South Terrace hotels are not the most inspirational of Adelaide’s accommodation, and the Grand Chifley Hotel’s dated exterior and tired entrance lobby doesn’t give a good first impression when entering the restaurant sited just opposite the reception desk.
Moving through the refurbished dining space is a little more rousing but even a fresh coat of paint and some Danish-style imported furniture can’t help you shake the feeling that you’re about to dive into the hotel’s weekly buffet special. The idea of ‘views over the hotel pool’ would usually add a touch of grandeur, if only the pool wasn’t surrounded by chunky with plastic furniture overshadowed only by the unpleasant façades of nearby buildings.
We can’t always choose our neighbours, I suppose. We arrive during a very quiet lunch hour, confirming that although the location may help keep the overheads down and be convenient for after-hours parking it is not attracting the daytime crowd of more centrally-based dining haunts.
Only one other table is occupied and the food and beverage staff seem a little surprised when we arrive, continuing to set tables rather than show us to one. After a little confusion we are seated and service picks up, with menus and wine landing promptly and some menu suggestions offered by the staff and accepted by us; their knowledge of the dishes gave reassurance that we made a good choice and were in for a gastronomic treat from across the seas.
Six little tapered earthenware lids surround a pool of lime and chilli sauce, each one hiding a succulent seafood surprise. Lifting the lid reveals fresh oysters swimming in a subtly sweet and slightly spicy liquid. Simple and delicious.
This is Hanuman’s signature dish, and one that I’d happily eat by the dozen. Lingering tastes of lemongrass and ginger get the taste buds dancing and the heat from the chilli is enough to notice but not to undermine the oyster’s delicate flesh. The first sign of the Indian influence to the Hanuman menu comes next: a Kashmiri chicken tikka marinated with yogurt, ginger and Kashmiri chilli, balanced thoughtfully with a fragrant rose petal garam masala.
I imagine that better can only be tasted alongside views of the Himalayan mountains, and this dish is best eaten dunked in the minted yogurt and wrapped in the most delicious roti bread served alongside. It’s here that you really begin to realise that with food like this as the focus, interior (and exterior) design struggles of this oriental haven can be forgiven (even the preformed sandstone deities that I just noticed lining the purple fluorescent lit walls).
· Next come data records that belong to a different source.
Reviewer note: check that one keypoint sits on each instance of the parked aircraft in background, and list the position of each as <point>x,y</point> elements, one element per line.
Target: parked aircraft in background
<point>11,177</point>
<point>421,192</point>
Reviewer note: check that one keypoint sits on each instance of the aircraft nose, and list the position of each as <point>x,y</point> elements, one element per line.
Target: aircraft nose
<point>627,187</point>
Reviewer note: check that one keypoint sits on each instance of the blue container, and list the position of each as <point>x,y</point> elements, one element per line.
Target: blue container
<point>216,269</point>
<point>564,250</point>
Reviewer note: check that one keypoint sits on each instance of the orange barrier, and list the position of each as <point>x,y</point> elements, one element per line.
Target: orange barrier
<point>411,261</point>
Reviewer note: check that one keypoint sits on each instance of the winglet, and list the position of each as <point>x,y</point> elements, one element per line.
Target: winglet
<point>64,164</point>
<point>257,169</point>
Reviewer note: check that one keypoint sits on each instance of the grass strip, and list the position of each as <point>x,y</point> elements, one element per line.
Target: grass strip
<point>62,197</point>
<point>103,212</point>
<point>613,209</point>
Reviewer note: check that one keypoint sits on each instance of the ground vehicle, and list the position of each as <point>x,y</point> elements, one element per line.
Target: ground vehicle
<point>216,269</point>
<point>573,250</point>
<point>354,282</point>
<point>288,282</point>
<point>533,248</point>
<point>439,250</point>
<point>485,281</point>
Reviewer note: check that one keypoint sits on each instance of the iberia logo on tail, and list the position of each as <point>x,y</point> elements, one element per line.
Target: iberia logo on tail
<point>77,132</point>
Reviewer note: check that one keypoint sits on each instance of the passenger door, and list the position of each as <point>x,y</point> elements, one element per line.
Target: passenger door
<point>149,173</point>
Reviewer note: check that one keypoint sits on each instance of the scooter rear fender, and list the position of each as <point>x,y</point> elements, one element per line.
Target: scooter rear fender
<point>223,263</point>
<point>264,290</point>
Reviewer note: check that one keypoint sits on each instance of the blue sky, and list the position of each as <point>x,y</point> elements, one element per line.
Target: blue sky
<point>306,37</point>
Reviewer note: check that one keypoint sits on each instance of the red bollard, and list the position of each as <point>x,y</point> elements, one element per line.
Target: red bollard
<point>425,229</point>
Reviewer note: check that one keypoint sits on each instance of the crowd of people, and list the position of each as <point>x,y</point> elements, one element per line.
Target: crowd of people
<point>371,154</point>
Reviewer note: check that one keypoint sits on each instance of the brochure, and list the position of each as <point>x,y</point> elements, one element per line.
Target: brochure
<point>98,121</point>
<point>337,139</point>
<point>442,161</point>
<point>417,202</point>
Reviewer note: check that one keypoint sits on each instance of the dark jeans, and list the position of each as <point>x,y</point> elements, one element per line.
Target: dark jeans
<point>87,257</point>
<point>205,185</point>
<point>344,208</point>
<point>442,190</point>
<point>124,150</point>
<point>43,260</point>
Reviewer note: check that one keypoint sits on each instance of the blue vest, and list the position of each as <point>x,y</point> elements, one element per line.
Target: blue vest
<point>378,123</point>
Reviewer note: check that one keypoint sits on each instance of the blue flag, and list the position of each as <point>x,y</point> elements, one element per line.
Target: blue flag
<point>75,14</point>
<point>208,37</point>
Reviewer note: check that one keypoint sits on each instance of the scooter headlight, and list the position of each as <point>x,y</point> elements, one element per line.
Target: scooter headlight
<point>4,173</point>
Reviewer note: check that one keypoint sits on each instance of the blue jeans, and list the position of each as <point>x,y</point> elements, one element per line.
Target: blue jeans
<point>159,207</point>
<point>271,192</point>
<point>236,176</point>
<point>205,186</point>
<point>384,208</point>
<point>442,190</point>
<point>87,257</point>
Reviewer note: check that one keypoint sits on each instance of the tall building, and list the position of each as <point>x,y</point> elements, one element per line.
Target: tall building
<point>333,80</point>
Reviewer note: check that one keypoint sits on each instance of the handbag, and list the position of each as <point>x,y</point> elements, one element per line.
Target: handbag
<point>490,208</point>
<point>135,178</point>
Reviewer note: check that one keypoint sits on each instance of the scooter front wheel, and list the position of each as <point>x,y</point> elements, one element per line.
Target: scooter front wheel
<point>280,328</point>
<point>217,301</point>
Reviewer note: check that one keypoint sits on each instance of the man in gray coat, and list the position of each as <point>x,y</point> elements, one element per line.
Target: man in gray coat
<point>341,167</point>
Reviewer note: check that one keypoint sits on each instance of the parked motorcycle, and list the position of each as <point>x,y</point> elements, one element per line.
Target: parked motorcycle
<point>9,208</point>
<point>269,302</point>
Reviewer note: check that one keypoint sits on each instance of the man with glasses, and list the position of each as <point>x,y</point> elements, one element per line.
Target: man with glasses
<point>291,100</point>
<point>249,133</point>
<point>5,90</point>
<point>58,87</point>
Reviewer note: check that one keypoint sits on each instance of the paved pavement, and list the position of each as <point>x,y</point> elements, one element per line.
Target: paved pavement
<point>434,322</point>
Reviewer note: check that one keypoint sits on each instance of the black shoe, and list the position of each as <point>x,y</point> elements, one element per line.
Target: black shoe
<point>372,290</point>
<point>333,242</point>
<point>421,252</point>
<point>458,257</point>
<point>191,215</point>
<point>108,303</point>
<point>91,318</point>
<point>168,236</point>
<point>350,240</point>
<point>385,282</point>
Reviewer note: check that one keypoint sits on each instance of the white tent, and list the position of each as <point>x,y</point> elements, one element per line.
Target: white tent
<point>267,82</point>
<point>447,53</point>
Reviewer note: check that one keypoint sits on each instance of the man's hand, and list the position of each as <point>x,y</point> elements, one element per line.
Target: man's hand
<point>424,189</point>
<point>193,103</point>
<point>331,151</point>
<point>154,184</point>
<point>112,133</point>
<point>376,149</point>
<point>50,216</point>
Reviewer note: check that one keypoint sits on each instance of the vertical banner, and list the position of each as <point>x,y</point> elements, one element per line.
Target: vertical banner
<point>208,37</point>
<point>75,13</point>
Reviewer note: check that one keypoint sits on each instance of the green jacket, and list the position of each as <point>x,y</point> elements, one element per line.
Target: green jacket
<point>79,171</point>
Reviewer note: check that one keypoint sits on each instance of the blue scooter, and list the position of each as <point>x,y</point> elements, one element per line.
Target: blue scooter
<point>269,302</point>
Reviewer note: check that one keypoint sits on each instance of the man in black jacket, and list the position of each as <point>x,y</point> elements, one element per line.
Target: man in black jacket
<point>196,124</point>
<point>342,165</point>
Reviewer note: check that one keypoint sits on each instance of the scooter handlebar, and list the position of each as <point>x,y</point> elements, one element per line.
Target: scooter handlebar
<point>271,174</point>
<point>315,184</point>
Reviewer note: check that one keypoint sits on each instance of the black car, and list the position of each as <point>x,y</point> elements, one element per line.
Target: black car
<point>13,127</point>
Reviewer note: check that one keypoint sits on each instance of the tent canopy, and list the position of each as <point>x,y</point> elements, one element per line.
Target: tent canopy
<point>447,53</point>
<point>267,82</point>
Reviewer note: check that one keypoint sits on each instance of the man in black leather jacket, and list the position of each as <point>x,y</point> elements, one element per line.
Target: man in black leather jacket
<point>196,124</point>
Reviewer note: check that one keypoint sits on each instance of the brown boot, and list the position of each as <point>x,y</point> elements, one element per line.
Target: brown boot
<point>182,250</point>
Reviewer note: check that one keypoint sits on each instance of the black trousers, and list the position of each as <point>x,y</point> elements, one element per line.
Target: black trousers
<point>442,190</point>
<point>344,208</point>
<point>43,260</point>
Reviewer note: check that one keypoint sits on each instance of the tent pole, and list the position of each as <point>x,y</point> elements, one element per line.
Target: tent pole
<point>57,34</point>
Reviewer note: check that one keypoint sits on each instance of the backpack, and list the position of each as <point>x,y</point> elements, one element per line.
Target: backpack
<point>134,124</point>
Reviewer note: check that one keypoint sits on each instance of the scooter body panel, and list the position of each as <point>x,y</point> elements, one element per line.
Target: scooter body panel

It is a difficult challenge to make a curry look photo-worthy but the duck, roasted then simmered in a coconut and red curry sauce, infused with kaffir lime leaf and Thai basil and topped with a sprig of a chilli bush, makes this one the exception, and dare I say it kind of ‘cute’. Strike a pose, you delicious looking dish. Delicious tasting too.
Large chunks of pineapple and lychees sweeten the flavour and while perhaps could be seen as a little common, there is nothing like a good classic that is executed well – especially when served with a lemongrass martini, it was past noon, after all. Less attractive, but still on the mark with flavour and balance, is a combined seafood dish, wok-tossed and seasoned with hot basil and oyster sauce.
Lovely and succulent scallops are the heroes here, with the delightful sauce greedily mopped up with leftover roti – both of these too good to waste. Hanuman is decidedly the best house on the worst street based on its culinary delights. Fresh, fragrant and exciting dishes meld Asian cuisines in perfect cohesion; it’s just a shame about the view.